Benthos --often are lots of anoxic sediments
(1) get tolerant organisms and organisms that aerate their burrows
(2) oyster beds
(3) seagrasses in lower areas
(4) macroalgae
(5) benthic algae -- diatoms; filamentous cyanobacteria
2. brackish water/estuarine
species -- adapted to life in intermediate salinities; not in
freshwater or seawater (5-18 psu)
3. some species are
transitional – passing in and out of the estuary during some of its
lifecycle;
a.
migratory fish
b.
some shrimps
c.
breeding and feeding grounds for many birds, fishes
IV. Human impacts on estuaries
A. Have historically been treated as wastelands that
should be reclaimed for human use --
housing developments, marinas, seaports, industrial parks, cities,
garbage dumps…
1. Dikes and drainages; fill
2. 1/3 of all estuaries in
the US are completely gone
3. dredging of navigation
channels
B. Rivers input modifications
1. damming and diversion
often reduces freshwater flow from rivers and affects salinity of
estuaries
2. carry pollutants -
3. carry extra nutrients
leading to eutrophication (more later in course!)

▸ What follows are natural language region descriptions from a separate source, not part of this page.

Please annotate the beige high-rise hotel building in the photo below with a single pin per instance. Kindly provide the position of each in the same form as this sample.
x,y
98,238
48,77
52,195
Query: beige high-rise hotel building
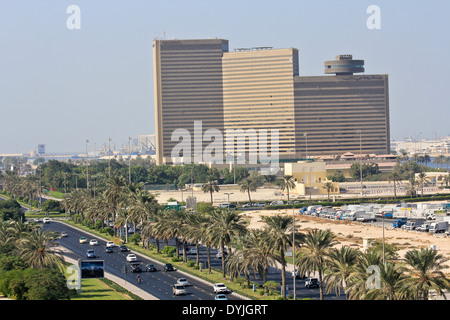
x,y
261,88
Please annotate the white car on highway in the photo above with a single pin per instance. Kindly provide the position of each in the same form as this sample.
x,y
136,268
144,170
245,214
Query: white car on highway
x,y
131,257
183,282
110,244
220,288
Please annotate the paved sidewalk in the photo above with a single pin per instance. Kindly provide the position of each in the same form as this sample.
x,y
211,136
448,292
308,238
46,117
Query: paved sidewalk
x,y
121,282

C. Exotic species – ports and ballast water (more
later in course!)
D. Overharvesting (fish, shellfish)
E. Aquaculture
Salt Lakes
I. Distribution
A. half of the water volume in the world's lakes is
fresh and half is saline
B. global distribution
1. generally restricted to
semiarid and arid regions
2. some in other regions if
near underground salt sources or a salt mine
C. Interesting facts: saline lakes include
1. the largest (Caspian)
2. highest (Nan Tso, Tibetan
Plateau 4,718 m.a.s.l.)
3. and lowest (Dead Sea, 400
m.b.s.l.) lakes of the world
D. less studied
II. Characteristics
A. salinity
1. Definition of saline
lakes -- salinity greater than or equal to 3,000 mg/L = 3 ppt
a.
often a breakpoint for biota
b. a
point at which certain chemical equilibria change
c.
subsaline lakes >0.5 ppt (500 mg/L) but <3
d.
freshwater <0.5 ppt
2. Subcategories of saline
lakes
a. hyposaline –
3-20
ppt
b. mesosaline –
20-50 ppt (oceans are ~33 ppt)
c. hypersaline -
> 50 ppt
3. records
B. Freezing point depression
C. Sometimes high pH
D. Variety of chemical composition
E. Extremely high nutrient levels
F. High, potentially toxic levels of trace metals
G. Low oxygen
III. Unique fauna and flora
A. Almost all species in saline lakes are derived
from freshwater, not marine species
B. Decreasing numbers of species phytoplankton,
zooplankton and benthos as salinity increases
C. Species are often cosmopolitan
D. The few species present are often in high
densities and very productive
E. Some specific organisms and food webs
1. some tilapias (fish) can
live in moderately saline lakes and wetlands
2. brine shrimp, Artemia
- occurs world wide in fishless saline lakes and tolerates high
salinities (>300 ppt).
3. Lake Nakuru (Kenya) -
flamingo population
4. Lake Werowrap, Australia
– even simpler food web
IV. Human impacts on salt lakes
A. Mining of minerals – salt, uranium, lithium,
borax, potassium, nitrates, sodium carbonates
B. Harvesting of phytoplankton -- Spirulina
C. Harvesting of animals – brine shrimp; sometimes
spread to other lakes
D. Global warming
E. Case studies -- under threat from diversion of
water from rivers for irrigation of crops in the semiarid zone (like
Aral Sea)
1. Great Salt Lake
2. Dead Sea
3. Mono Lake, CA – tufa;
brine shrimp and brine fly; waterfowl;
ecosystem, lake level and water management model interact with politics
of water management in the Western U.S.